Autorin: @viktoriaetzel
Verlag: @verlagsgruppe_oetinger

Inhalt:

Der 12-jährige Toby zieht mit seinem Vater Josh in das Haus seines verstorbenen Großvaters. In dem Tierheim, in dem der Großvater gearbeitet hat, lernt er die eigenwillige Ellie kennen. Ellie ist immer mit ihrem sprechenden Papagei Mango unterwegs. Als er sich ein eigenes Haustier aussuchen soll, entscheidet er sich für die langweilige Schildkröte Lou. Zu Hause kommt es zu ungewöhnlichen Vorkommnissen. Toby beobachtet ein mysteriöses Wesen im Garten, das Feuer spucken kann – es ist Lou. Denn Lou ist gar keine Schildkröte, sondern ein kleiner Drache. Toby erfährt, dass Lou ein Calidragos ist, ein magisches Haustier. Calidragos leben getarnt als normale Tiere mit Menschen zusammen, mit denen sie eine besondere Verbindung eingehen. Und Toby ist nicht der Einzige, der ein magisches Tier besitzt. Der Papagei von Ellie ist in Wirklichkeit ein Greif. Als dieser entführt wird, machen sich die beiden auf, ihn zu befreien. Bei ihrer Rettungsmission stoßen die Freunde auf zwielichtige Personen und ein dunkles Geheimnis. Wer entführt die Calidragos? Und warum? Eine spannende Jagd nach dem Bösewicht beginnt …

Meine Meinung:
Toby bastelt nach dem Tod seines Opas immer in dessen Werkstatt herum. Tobys Vater und er sind in das Haus eingezogen, nachdem der Opa verstorben war und für Toby war das wegen verschiedener Dinge wirklich traurig. Natürlich hat Toby seinen Opa gemocht und der Umzug in Opas Haus war mit einem Ortswechsel verbunden, weshalb Toby seinen besten Freund nicht mehr täglich sehen kann. Deshalb zieht sich Toby zurück. Sein Vater möchte, dass Toby wieder ein wenig aktiver am Leben teilnimmt und schlägt deshalb vor, dass Toby sich ein Haustier anschaffen sollte. Einen Hund oder eine Katze vielleicht. Toby hat aber ehrlicherweise gar keinen Bock, mit einem Hund um die Häuser bei Wind und Wetter ziehen zu müssen und eine Katze bedeutet auch viel Arbeit.

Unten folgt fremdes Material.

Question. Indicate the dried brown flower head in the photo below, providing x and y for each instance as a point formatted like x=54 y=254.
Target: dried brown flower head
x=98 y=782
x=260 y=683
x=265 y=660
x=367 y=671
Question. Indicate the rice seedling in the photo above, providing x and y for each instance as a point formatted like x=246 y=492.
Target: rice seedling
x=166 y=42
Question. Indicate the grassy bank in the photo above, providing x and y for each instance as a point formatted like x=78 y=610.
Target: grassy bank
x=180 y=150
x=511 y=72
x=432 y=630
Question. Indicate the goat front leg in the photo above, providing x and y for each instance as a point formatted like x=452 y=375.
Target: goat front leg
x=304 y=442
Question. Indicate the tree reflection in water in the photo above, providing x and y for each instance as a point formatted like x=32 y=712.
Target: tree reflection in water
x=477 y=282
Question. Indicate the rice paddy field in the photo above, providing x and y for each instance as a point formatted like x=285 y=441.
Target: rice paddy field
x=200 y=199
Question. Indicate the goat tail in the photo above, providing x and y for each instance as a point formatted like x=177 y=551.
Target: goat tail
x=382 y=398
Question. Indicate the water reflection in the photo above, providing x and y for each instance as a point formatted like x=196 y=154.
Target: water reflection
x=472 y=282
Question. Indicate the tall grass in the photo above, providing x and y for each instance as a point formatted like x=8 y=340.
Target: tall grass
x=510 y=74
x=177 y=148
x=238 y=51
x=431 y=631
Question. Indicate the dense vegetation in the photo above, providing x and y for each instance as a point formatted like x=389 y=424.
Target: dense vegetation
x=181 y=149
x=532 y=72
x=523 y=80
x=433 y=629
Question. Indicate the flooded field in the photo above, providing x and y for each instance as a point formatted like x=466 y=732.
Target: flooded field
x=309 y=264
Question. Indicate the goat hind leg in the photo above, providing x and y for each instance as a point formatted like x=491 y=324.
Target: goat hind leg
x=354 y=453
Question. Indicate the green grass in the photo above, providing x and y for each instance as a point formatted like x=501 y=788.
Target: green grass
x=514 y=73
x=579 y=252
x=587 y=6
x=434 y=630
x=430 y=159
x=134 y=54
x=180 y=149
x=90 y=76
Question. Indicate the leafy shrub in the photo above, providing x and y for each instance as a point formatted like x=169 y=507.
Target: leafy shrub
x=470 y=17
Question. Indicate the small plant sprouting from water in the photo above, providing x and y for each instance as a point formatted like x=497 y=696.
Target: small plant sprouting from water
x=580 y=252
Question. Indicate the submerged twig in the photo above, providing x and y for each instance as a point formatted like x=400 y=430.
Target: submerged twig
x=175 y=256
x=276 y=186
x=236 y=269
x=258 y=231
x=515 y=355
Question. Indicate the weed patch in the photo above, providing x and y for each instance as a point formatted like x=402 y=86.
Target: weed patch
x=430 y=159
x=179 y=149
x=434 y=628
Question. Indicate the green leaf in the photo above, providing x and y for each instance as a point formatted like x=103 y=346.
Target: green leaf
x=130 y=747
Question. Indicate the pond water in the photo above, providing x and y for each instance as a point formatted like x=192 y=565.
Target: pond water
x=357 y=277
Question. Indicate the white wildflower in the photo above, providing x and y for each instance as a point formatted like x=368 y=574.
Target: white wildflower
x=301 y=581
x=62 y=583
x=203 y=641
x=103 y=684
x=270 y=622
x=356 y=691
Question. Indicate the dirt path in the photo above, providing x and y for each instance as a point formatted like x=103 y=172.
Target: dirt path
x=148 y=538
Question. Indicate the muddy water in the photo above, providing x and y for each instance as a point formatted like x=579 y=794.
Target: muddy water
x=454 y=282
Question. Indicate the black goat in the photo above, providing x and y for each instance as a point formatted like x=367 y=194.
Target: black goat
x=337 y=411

Im Zaubernapf werden Toby und sein Vater aber fündig. Toby bekommt eine Schildkröte namens Loubarian. „Schildkröten machen nicht viel Arbeit und sind auch nicht besonders schnell“, denkt Toby und hat zu dem Zeitpunkt noch gar keine Ahnung, wie sehr er sich irrt. Denn plötzlich verschwinden Dinge im Haus, eine wertvolle Taschenuhr zum Beispiel. Außerdem ist das Schloss von Lou’s Käfig durchgeschmort und wie kann es eigentlich sein, dass die Schildkröte immer mehr wie ein Drache aussieht und sogar sprechen kann?!

Es stellt sich heraus, dass Lou ein Calidragos ist, eine magische Kreatur und tatsächlich ein Drache. Das ist zuviel für Toby, also geht er wieder in den Zaubernapf, um die Schildkröte umzutauchen. Dort angekommen erfährt er von Elli, die ungefähr in seinem Alter ist und in dem Laden arbeitet, dass ihr Papagei, der übrigens gar kein Papagei ist, sondern ein Greif, verschwunden oder sogar entführt wurde.

Die Geschichte ist also klar: Wer hat den Greif entführt, was sind Calidragos und wieso ist noch niemandem aufgefallen, dass magische Kreaturen unter uns leben?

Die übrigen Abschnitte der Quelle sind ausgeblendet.